Gidney heads east
Nick Gidney is ready for the next challenge in his hockey career.
The 20-year-old St. Catharines native, who has three seasons of junior B experience under his belt with the Thorold Blackhawks, will suit up for the Miramichi Timberwolves of the Maritime Junior Hockey League for the 2020/21 season.
“I was planning on moving on,” Gidney said. “I was planning for my last year of junior to get the full experience, go live somewhere else and play in a different city and a different team.
“I’m excited for the challenge. I wanted to go jump to a higher level last year but honestly I didn’t help myself. I didn’t really try out anywhere or contact anyone.”
Gidney will be playing in Miramichi with former Thorold forward and good friend Spencer Blackwell, who played in Truro last season.
“He has played in the league and he says it’s great hockey. It’s a little town like Thorold and I’ll be living with him so I’ll be fine,” Gidney said. “I’m really excited about that because I get to play with him for my last year of junior.”
Gidney wasn’t able to make a trip out east to check things out but did have a chance to speak with Miramichi coach Rob MacDonald.
“He said a few D may be coming back from Major Junior and the Quebec League so maybe I’ll start as a four or five,” Gidney said. “If you prove yourself in camp, then you obviously will start higher.
“It’s tough because he’s never seen me and I’ve never met him. Based off camp we’ll know more. It’s just a waiting game.”
Gidney was as a reliable defender in his three seasons with the Hawks and also showed flashes of offensive potential with a combined 20 goals over the last two seasons.
Thorold coach Scott Barnes has seen Gidney grow substantially as a player in his three years with the team.
“He established himself as one of the best two-way D-men in the league,” Barnes said. “He came from midget as 17-year-old and was more of a stay-at-home, shutdown type. His second year he really took off, playing big minutes and adding offence to his game. He ran the power play and had a real good year and followed that up with another strong season last year.”
Barnes was disappointed to see Gidney leave, but understands his reasoning.
“I feel he would have been the top D-men in our league had he have come back but it’s time for him to advance and see what he can do at next level,” Barnes said. “He’s going to a deep junior A team this year where he should slot in nicely. They aren’t going to ask as much out of him as we have but he should really excel in his shutdown role once again and then provide some offence as well I’m sure.
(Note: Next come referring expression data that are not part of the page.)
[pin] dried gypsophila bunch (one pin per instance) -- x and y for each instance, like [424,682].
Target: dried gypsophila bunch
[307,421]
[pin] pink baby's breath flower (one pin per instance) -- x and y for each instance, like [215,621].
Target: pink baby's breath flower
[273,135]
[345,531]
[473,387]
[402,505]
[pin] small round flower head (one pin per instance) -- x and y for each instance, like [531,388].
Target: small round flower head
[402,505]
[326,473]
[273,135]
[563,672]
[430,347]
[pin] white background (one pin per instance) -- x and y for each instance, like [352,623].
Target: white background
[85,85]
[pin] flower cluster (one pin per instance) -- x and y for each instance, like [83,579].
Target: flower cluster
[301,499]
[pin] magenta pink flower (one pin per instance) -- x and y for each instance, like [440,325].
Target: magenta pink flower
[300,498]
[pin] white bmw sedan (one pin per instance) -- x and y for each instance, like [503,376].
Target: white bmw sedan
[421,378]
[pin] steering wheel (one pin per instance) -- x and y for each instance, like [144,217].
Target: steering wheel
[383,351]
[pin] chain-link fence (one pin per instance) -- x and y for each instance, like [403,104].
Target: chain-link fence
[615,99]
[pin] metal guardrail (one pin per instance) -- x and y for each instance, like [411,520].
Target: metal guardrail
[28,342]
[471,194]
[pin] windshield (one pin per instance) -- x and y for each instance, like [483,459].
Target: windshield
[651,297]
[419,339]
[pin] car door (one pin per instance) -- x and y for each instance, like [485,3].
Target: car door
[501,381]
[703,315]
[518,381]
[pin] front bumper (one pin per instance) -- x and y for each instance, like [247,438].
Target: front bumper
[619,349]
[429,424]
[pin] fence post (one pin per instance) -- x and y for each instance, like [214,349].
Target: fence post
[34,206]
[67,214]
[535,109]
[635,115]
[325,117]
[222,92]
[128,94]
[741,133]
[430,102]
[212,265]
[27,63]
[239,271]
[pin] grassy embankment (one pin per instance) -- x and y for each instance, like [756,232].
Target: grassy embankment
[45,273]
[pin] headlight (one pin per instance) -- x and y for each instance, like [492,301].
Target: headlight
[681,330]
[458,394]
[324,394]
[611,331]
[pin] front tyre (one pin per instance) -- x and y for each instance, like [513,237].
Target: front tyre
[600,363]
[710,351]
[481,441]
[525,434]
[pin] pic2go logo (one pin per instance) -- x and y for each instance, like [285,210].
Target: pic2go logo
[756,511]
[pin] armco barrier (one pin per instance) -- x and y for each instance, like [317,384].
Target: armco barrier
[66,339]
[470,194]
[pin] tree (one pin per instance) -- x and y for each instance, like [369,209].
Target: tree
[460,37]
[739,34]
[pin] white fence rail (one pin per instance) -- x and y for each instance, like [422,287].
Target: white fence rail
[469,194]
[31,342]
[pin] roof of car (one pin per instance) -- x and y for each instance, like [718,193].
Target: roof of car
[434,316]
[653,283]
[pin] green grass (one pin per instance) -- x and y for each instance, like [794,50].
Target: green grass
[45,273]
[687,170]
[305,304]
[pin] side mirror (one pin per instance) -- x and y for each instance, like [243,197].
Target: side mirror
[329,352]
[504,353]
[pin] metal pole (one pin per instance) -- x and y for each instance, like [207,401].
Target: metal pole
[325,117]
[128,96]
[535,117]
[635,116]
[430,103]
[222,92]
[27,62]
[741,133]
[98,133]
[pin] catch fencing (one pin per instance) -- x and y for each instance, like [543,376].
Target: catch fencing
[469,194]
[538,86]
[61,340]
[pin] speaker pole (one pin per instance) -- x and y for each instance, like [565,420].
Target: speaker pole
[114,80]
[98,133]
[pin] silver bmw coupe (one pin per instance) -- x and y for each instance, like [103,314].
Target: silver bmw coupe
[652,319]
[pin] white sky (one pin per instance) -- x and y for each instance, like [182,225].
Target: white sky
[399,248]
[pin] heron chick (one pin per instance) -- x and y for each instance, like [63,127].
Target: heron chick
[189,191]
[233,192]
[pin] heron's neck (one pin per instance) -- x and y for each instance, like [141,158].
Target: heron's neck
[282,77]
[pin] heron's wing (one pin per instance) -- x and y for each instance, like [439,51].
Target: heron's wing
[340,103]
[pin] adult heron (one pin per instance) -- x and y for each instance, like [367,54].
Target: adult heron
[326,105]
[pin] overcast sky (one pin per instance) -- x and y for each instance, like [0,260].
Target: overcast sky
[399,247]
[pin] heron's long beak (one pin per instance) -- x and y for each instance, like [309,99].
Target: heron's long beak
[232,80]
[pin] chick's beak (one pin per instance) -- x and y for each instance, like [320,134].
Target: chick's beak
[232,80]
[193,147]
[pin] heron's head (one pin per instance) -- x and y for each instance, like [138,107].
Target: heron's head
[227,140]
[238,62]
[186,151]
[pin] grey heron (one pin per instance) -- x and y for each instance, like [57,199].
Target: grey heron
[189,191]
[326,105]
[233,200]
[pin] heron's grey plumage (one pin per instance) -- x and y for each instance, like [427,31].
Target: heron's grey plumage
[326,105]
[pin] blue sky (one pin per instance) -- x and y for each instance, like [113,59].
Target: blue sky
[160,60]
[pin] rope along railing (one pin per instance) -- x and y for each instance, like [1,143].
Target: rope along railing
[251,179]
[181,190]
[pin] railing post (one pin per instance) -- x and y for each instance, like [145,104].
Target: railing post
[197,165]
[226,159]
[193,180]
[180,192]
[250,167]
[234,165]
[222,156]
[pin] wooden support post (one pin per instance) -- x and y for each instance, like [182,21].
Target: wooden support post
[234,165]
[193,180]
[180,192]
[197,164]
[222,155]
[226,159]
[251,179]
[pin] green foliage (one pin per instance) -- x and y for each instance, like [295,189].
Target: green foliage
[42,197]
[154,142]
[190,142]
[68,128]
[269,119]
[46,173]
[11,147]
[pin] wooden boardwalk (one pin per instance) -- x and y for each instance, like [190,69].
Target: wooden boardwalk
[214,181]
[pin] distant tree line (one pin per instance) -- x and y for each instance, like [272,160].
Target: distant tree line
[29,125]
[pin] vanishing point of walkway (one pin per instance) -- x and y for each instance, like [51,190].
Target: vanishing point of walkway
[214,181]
“They are getting a good player and a great kid with high character. I can’t say enough about Nick.”
Gidney will miss playing for the Blackhawks.
“I’ve played there for three years and I’ve had such a great relationship with all the coaches and all the guys. I wouldn’t have wanted to play anywhere else for my first three years of junior,” he said. “The relationships I’ve made over the years and how well Scott has treated me, he said he doesn’t have a problem with me moving on because of what I’ve done in Thorold.”
Gidney plans to leave for New Brunswick Sept. 18. He will have to quarantine for two weeks before heading to training camp.
“It’s going to be a good challenge. I’m excited for it and hopefully it all works out.”
The MHL consists of five teams from New Brunswick and one team from Prince Edward Island, which make up the EastLink North Division, and six teams from Nova Scotia which make up the Eastlink South Division. The winner of the MHL playoffs competes for the Fred Page Cup against the winners of the Quebec Junior AAA Hockey League and the Central Junior A Hockey League. The winner of the Fred Page Cup then moves on to compete for the Canadian National Junior A Championship, formerly known as the Royal Bank Cup.